Subject: [Tweeters] Skamania County Big Day
Date: Jan 28 00:45:37 2013
From: vogelfreund at comcast.net - vogelfreund at comcast.net


Many years ago, me and another temporary restaurant worker were trying to call Barred Owls along a path in south Bellingham, using a now primitive cassette recorder with pre-recorded calls. It was twilight in late winter, March I think it was. A bat flew between us at chest level and kept on at that height down the trail. I heard some weird sound as it came from behind. It was bull-headed in shape, and seemed in an ornery mood. I later concluded it was a Silver-haired Bat. They are loners.

Phil Hotlen
Bellingham, WA

----- Original Message -----
From: notcalm at comcast.net
To: "Wilson Cady" <gorgebirds at juno.com>
Cc: tweeters at u.washington.edu
Sent: Saturday, January 26, 2013 1:37:17 AM
Subject: Re: [Tweeters] Skamania County Big Day


Hello Wilson,


I had a very similar experience with "a bat" a few years ago. I made Saw-whet calls in a small park in Tacoma, thinking it extremely unlikely I would get a response. We had been looking for an unusual Red-tailed hawk near sunset and at dark I said: "this looks like a place to find a Saw-whet. Do you want to see if we can call one in?" I have no idea why I said that. In fact, I had never had a response from an owl. I called and almost immediatley, something flew around us, just above our heads. It came very close and my friend actually quickly slumped to the ground and said "what was that?" I laughed and replied, "a bat- wouldn't have expected to see one at this time of year." It approached three different times at very close range. My only similar and frequent experience was with bats hunting very close to me while fishing at various times throughout my life. It is why I did not start when it flew around me.

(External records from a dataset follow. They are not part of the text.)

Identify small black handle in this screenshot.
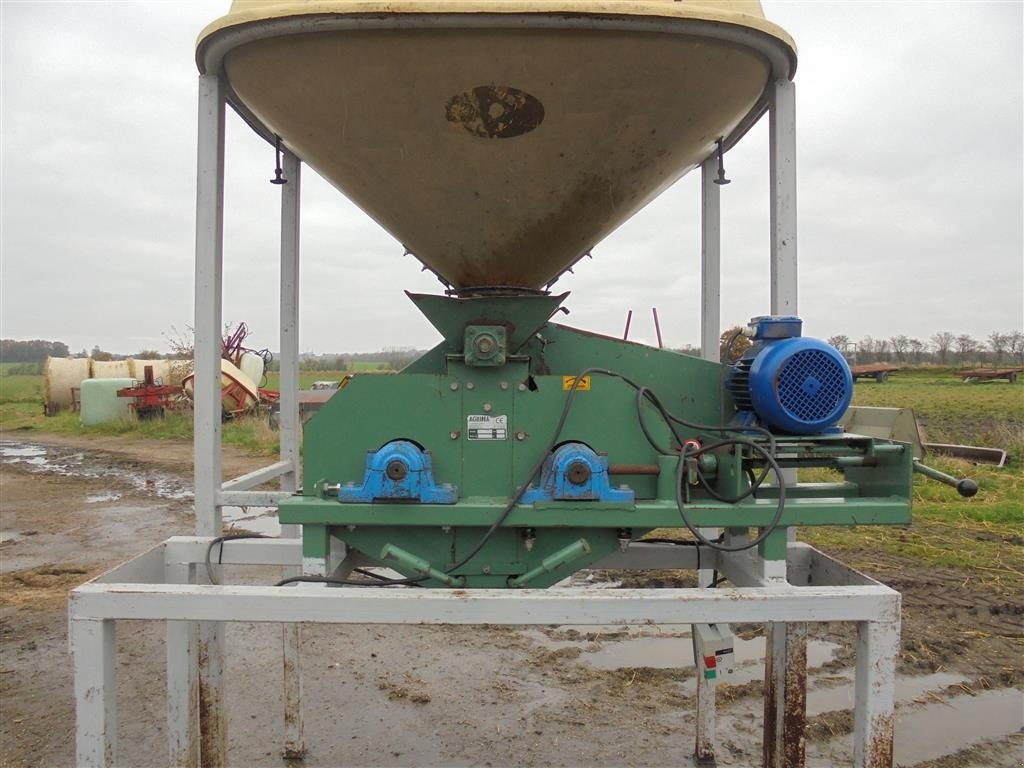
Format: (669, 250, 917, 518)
(912, 460, 979, 498)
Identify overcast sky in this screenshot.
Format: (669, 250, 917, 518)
(2, 1, 1021, 355)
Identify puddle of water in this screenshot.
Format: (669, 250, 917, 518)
(580, 634, 837, 675)
(0, 445, 47, 461)
(2, 440, 286, 537)
(807, 671, 968, 716)
(222, 505, 281, 537)
(893, 687, 1024, 765)
(86, 491, 123, 503)
(1, 440, 194, 500)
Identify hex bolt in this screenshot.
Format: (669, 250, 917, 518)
(516, 431, 527, 441)
(449, 382, 459, 391)
(450, 430, 460, 440)
(481, 565, 491, 575)
(517, 383, 527, 392)
(483, 403, 492, 413)
(466, 382, 475, 390)
(441, 526, 451, 534)
(500, 381, 509, 390)
(347, 524, 357, 532)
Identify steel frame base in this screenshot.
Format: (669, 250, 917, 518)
(70, 539, 898, 768)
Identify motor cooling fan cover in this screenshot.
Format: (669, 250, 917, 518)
(746, 338, 853, 434)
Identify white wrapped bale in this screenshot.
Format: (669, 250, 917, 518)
(91, 360, 132, 379)
(43, 356, 91, 410)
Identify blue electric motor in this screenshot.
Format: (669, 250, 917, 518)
(726, 316, 853, 435)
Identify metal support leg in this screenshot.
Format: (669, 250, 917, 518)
(193, 72, 227, 768)
(694, 155, 723, 764)
(167, 564, 199, 768)
(769, 78, 797, 317)
(693, 561, 718, 766)
(700, 156, 722, 363)
(278, 150, 302, 508)
(853, 612, 900, 768)
(277, 149, 307, 759)
(72, 619, 117, 768)
(763, 621, 807, 768)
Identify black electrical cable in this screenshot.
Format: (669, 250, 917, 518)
(277, 363, 787, 586)
(204, 533, 268, 585)
(633, 385, 772, 504)
(674, 437, 786, 552)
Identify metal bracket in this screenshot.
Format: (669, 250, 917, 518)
(464, 324, 507, 367)
(337, 440, 457, 504)
(522, 442, 635, 504)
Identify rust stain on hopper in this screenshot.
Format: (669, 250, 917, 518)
(445, 85, 544, 138)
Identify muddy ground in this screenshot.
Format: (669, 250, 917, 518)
(1, 433, 1021, 768)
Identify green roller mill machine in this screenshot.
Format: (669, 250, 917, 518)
(196, 0, 977, 589)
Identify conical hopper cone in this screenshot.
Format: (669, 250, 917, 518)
(198, 2, 795, 290)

Days later, after posting the episode on tweeters, I received an e-mail from a Saw-whet expert.


I think his comment was: Dan, if you call a Saw-whet and something flies around you each time that you make the call, it is probably not a bat, it is a Saw-whet". He explained that this would be a normal behavior for a female Saw-whet on territory. It was curious and was investigating the source of the call. I actually laughed out loud when he responded, realizing he was a real expert on this species and I had no doubt he was right and of course was thrilled.




So, maybe you did have a bat and heard a Saw-whet, or... one or two Saw-whets....... pretty neat!


Dan Reiff
----- Original Message -----
From: "Wilson Cady" <gorgebirds at juno.com>
To: tweeters at u.washington.edu
Sent: Friday, January 25, 2013 9:55:49 PM
Subject: [Tweeters] Skamania County Big Day


Les Carlson thought that we should try and improve on the Skamania County January Big Day record of 58 that we set last year. So today, Les and Russ Koppendrayer and I ran another one, coming up with 69 species. At first light we had NORTHERN HARRIER and WILSON'S SNIPE on Fitzgerald Road in the morning but dipped on the Short-eared Owls. At the St.Cloud Recreation Area there was a COMMON LOON in the Columbia River and a WHITE-THROATED SPARROW in the orchard with dozens of Varied Thrush. There were both TRUMPETER and TUNDRA SWANS at the Franz Lake NWR and a EURASIAN WIGEON was at Skamania Landing. At the adjacent Doetsch Pond sector of the Beacon Rock State Park, we once again saw the RED-SHOULDERED HAWK.. A stop at Home Valley Park gave us three shorebirds, KILLDEER, SPOTTED SANDPIPER and WILSON'S SNIPE. At the east end of the county we added CALIFORNIA QUAIL and WILD TURKEY. We returned to Fitzgerald Road at 5PM to try again for SHORT-EARED OWLS, this time we were successful in seeing one perched out in the open preening for nearly 20 minutes before it started hunting. Thinking that that this was a good end for the day we headed for my place were after unloading my gear we played another owl call and were rewarded almost immediately with a vocal NORTHERN SAW-WHET OWL. The really surprising sighting was of a bat flying around our heads as the owl was calling.